So? Beethoven and a lot of other great composers did that, but that's irrelevant of what i am talking about here. When Beethoven does it, it's okay, because it's HIS work. But, when somone else does it (without the permission of the composer), then it is NOT Okay. No matter what context it is in.


----------



## JChang (Feb 22, 2008)

Gustav said:


> No matter what context it is in.


I wouldn't go so far... many great composers (including Beethoven himself, Mozart, Brahms etc.) wrote Variations by borrowing a melody (theme) from others.

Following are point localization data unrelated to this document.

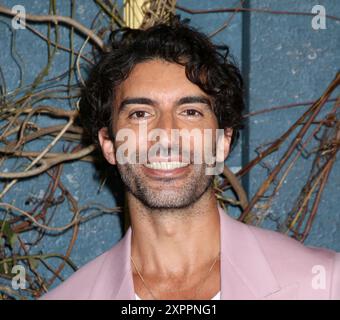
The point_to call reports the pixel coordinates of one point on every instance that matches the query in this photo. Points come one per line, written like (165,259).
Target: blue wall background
(284,61)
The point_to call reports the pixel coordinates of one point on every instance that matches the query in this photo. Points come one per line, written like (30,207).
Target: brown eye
(193,113)
(138,114)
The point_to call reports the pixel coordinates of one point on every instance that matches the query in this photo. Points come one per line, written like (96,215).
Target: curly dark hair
(215,73)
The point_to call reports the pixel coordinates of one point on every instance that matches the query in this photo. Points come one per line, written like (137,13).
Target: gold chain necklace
(197,290)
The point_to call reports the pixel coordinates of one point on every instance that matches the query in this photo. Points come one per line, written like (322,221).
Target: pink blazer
(255,264)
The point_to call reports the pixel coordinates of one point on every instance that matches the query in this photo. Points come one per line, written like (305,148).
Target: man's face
(158,95)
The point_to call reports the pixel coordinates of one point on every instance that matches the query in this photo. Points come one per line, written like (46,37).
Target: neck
(175,242)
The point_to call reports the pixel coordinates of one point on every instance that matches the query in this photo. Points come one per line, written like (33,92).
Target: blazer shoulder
(79,285)
(293,262)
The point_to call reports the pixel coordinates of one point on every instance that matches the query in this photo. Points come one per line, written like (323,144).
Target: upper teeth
(166,165)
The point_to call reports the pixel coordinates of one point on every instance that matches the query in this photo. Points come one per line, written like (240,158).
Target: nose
(163,131)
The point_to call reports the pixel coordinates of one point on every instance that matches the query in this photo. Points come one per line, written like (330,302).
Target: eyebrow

Also, if you are a composition student, sometimes you may be encouraged to arrange great composers' work into another format so you better appreciate their musical languages and techniques. It's a very useful exercise and there is nothing disrespectful about it (quite the contrary). Whether or not you DARE to play that homework of yours in front of public audiences is a different story.


----------



## joen_cph (Jan 17, 2010)

This thread keeps coming up in the searches & I remember doing some Googling in order to solve the "mystery" of the recording, not finding anything though. Unless something else is proven, perhaps the music spoken of here was actually the 3rd Symphony by Vaughan-Williams, also called "Pastoral Symphony", which briefly has a soprano singing without words in the finale ...


----------



## Art Rock (Nov 28, 2009)

Sarah Brightnan did a vocal version of a key melody of Beethoven's 7th, but not the 6th AFAIK.


----------